前回のコラムでは赤字企業・債務超過の企業がM&Aに成功した事例を紹介しました。
では、いったい誰が赤字企業を買うのでしょうか?

誰が赤字会社を買うのか

赤字の債務超過会社が譲渡された例をいくつか挙げます。

① 酒類卸会社の買収

(買い手:酒類卸会社 売り手:酒類卸会社 営業権:酒類卸免許・特約店資格・販売網)
・東日本で酒類卸業を営むA社は九州の同業者B社を買収した。B社の酒類卸免許や有名メーカーの特約店資格、加えて地域に根差した販売網の獲得を目的としていた。

② 美容教室の買収

(買い手:カウンセラー養成学校 売り手:美容教室 営業権:会員組織・美容教室ノウハウ)
・カウンセラー養成学校を営むK社は、数百人の女性会員を有する美容教室の運営会社を買収した。会員拡大と新商品開発を課題とするK社は、互いの組織と商品によるシナジーを目的としていた。

③ 豆腐店の買収

(買い手:ECサイト運営会社 売り手:豆腐店 営業権:大正から続く業歴・豆腐スイーツ)
・ECサイトを展開するG社は、大正時代からの歴史を持つ豆腐製造店R店を買収した。G社は、R店が築き上げた歴史による自社のバリューアップと、同店の持つ豆腐を使った健康スイーツを自社サイトにて販売することを目的とした。

④ ビルメンテナンス会社の買収

(買い手:ビルメンテナンス会社 売り手:ビルメンテナンス会社 営業権:顧客・人材)
・九州のビルメンテナンス会社D社は関東の同業者P社を買収した。新規開拓の難しい業界でP社の持つ顧客もさることながら、社員・資産を引き継ぎ関東進出を早期に達成することを目的とした。

このように、決算書に表れない「見えない資産」が高値に判定されて譲渡がまとまった債務超過・赤字会社はたくさん存在します。買い手が譲渡企業に魅力を感じるのは、むしろ人材、技術、歴史といった見えざる資産にあるといってよいでしょう。

見えない資産の棚卸しがポイント

「見えない営業権」は時には大きな価値を生み、譲渡金額を左右します。しかし多くの経営者は、自分の会社にそんな資産があることに気付いてはいません。

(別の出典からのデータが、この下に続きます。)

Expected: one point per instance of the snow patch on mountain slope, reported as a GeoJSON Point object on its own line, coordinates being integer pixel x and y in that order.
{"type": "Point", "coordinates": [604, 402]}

宮近工業は、たまたま金融機関のアドバイスで、この「資産」に気付き譲渡に成功しましたが、「宝の山」の存在に気付かず、廃業したり低い金額で譲渡されたりしている例は多々あります。それは売り手にとっても買い手にとっても、また社会にとっても大きな損失といえます。
引退を考える経営者の皆様は廃業や安易な譲渡を選択する前に、ぜひ自社の「見えない資産」の棚卸しをしてみてください。そこに驚くような「お宝」が発見できるかもしれません。